ADR: Make modelling/tuning CPU‑first; remove GPU dependency in the pipeline
Status: Approved Date: 2025‑10‑27 Deciders: AI Platform & Machine Learning Team (Team Data and Pair Predictions)
Context
Our cloud account is hard‑capped at 16 GPUs globally. Capacity is on‑demand (not reserved), so availability is volatile; in practice we often see only 5–6 GPUs available.
We recently increased shards from 3 to 6, which (with 3‑fold) creates 18 concurrently schedulable modelling nodes. When those nodes requested GPUs, they frequently blocked on scheduling, stalling multiple pipelines behind scarce GPU capacity.
CPU capacity is abundant and inexpensive via Spot, and our XGBoost‑based modelling/tuning can exploit CPU parallelism efficiently (details below).
The associated PR demonstrates that removing GPU requirements and running the stage on high‑CPU Spot nodes improves both node and end‑to‑end pipeline times without sacrificing model quality.
Decision
-
Remove GPU requests/limits from the modelling/tuning stage of the pipeline (XGBoost ensemble and hyperparameter search).
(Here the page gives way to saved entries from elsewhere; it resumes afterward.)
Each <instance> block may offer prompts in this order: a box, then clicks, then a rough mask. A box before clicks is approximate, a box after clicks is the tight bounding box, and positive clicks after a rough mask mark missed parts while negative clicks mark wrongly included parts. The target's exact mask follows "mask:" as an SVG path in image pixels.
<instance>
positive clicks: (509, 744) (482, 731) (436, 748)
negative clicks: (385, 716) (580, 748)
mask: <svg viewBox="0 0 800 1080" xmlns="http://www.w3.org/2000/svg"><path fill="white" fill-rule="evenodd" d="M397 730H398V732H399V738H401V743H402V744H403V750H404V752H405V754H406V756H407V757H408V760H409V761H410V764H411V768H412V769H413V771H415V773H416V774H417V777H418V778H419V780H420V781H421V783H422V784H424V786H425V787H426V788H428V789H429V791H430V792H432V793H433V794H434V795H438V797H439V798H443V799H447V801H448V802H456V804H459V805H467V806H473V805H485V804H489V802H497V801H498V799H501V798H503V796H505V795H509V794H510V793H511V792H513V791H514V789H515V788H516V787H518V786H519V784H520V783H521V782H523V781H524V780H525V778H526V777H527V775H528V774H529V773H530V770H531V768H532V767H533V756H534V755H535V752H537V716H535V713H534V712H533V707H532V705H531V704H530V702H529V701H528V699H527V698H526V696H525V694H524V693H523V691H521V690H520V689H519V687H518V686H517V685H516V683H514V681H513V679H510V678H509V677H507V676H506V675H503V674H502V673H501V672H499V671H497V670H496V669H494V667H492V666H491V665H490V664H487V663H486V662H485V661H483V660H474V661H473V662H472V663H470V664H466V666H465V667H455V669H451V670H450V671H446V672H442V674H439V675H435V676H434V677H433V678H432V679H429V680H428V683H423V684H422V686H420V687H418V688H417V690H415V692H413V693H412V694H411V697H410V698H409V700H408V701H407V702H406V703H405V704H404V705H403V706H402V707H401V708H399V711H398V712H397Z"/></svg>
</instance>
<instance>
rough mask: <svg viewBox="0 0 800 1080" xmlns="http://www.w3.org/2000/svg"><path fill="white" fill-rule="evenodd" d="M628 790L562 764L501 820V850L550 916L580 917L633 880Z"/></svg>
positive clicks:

Apply CPU‑first scheduling on large CPU Spot pools. Implemented in PR #1869.
-
Adopt adaptive CPU allocation: keep n_jobs=-1 for XGBoost; allow the tuner to auto‑detect CPUs, select a small number of parallel evaluations (≈2–4), and assign threads per model to avoid over‑subscription, maximizing CPU utilization and stability.
-
Constrain heavy parallelism at the tuning layer (not by multiplying GPU‑bound pods). The Gaussian-process tuner uses the ask/tell pattern to evaluate a handful of trials in parallel while learning between iterations, avoiding the combinatorial thread explosion that previously caused contention.
-
Keep GPU auto‑detection in Spark utilities for future workloads that may benefit from accelerators; default remains CPU‑only when GPUs are absent.
-
Operational guardrails: set pipeline‑level concurrency so that Shard×Fold fan‑out does not exceed available CPU headroom on Spot pools; queuing happens inside the CPU‑rich pool rather than at the global GPU gate.
Rationale
Removes the bottleneck: GPU scarcity was the systemic queueing point; CPU Spot capacity scales elastically.
Better throughput: With adaptive outer/inner parallelism on CPUs, we fully utilize cores with minimal contention and maintain Bayesian optimization quality.
Cost & availability: CPU Spot is significantly cheaper and far more available than on‑demand GPUs in our regions (and GPU Spot isn’t reliably available to us).
-
~50% faster for the Shard×Fold modelling node completion.
-
~70% faster overall pipeline runtime in representative runs, executed fully on Spot with no GPUs.
These improvements stem from
- elimination of GPU scheduling waits
- efficient CPU utilization via the tuner’s parallelization strategy.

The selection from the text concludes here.